Rough Cut, co-billed to Salgado and fellow Portland, Oregon resident Alan Hager follows quickly on the heels of Salgado’s bold, outstanding R&B outing, The Beautiful Lowdown. What a stark contrast between them! The new album harkens back to 1997’s Hit It And Quit It with guitarist Terry Robb, in that it’s a stripped-down, primarily duet effort chock full of the blues. Rough Cut is surely the coarser of the two. The men settle in with their co-composed “I Will Not Surrender,” a factual blues, it seems, about resolve in the face of serious hardship. Salgado’s frank recitation (“Feel every cut, and take it like a man”), and Hager’s stark guitar notes jab in conjunction like dull knives. But, the song extols survival as much as it wallows in pain, and it just gets better from there.
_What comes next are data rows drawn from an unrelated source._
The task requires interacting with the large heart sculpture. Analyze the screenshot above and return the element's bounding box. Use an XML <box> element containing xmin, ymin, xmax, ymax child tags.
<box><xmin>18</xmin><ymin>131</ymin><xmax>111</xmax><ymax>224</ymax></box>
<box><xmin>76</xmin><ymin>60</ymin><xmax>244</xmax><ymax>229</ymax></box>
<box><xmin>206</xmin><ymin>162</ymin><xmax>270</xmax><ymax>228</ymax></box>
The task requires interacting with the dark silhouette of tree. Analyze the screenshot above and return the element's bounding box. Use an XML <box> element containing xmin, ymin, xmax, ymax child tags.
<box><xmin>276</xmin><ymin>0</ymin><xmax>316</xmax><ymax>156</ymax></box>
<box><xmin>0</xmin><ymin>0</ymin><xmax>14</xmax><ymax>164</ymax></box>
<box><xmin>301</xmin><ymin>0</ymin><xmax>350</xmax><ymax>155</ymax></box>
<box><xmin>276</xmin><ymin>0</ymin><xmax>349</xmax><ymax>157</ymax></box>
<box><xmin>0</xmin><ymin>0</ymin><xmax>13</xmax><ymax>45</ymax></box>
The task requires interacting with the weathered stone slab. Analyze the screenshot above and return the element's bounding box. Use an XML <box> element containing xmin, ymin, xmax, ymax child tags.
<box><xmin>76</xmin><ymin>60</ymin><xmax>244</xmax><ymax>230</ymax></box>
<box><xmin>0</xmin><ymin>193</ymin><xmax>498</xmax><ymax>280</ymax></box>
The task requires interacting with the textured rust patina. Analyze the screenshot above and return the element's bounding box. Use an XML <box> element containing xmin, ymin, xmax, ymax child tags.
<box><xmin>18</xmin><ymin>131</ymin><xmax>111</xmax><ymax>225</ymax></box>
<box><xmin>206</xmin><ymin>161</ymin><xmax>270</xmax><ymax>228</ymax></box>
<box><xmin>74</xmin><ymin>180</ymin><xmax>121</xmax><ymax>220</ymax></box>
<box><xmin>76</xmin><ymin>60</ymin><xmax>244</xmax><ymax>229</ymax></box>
Hager began playing guitar at age ten, and studied under jazz innovator Pat Metheny at Berklee. His wide-ranging facility thrills within the delta blues of Son House’s “Depot Blues,” the Piedmont style in Robert Wilkins’ “Long Train Blues” (during which he also sings a fine lead vocal), the powerful gospel of the traditional “Morning Train” (aka “Get Right Church”), and whatever else in between. His strumming and picking alongside Salgado’s impassioned singing and spiritual harmonica piping in their original “So Near to Nowhere” makes for a light, magical blues experience. Alternately, listen as they grind out Elmore James’ “You Got To Move.” If that’s not what Hager refers to as “American classical music,” nothing is. It would be an injustice if this album doesn’t win Salgado and Hager several awards.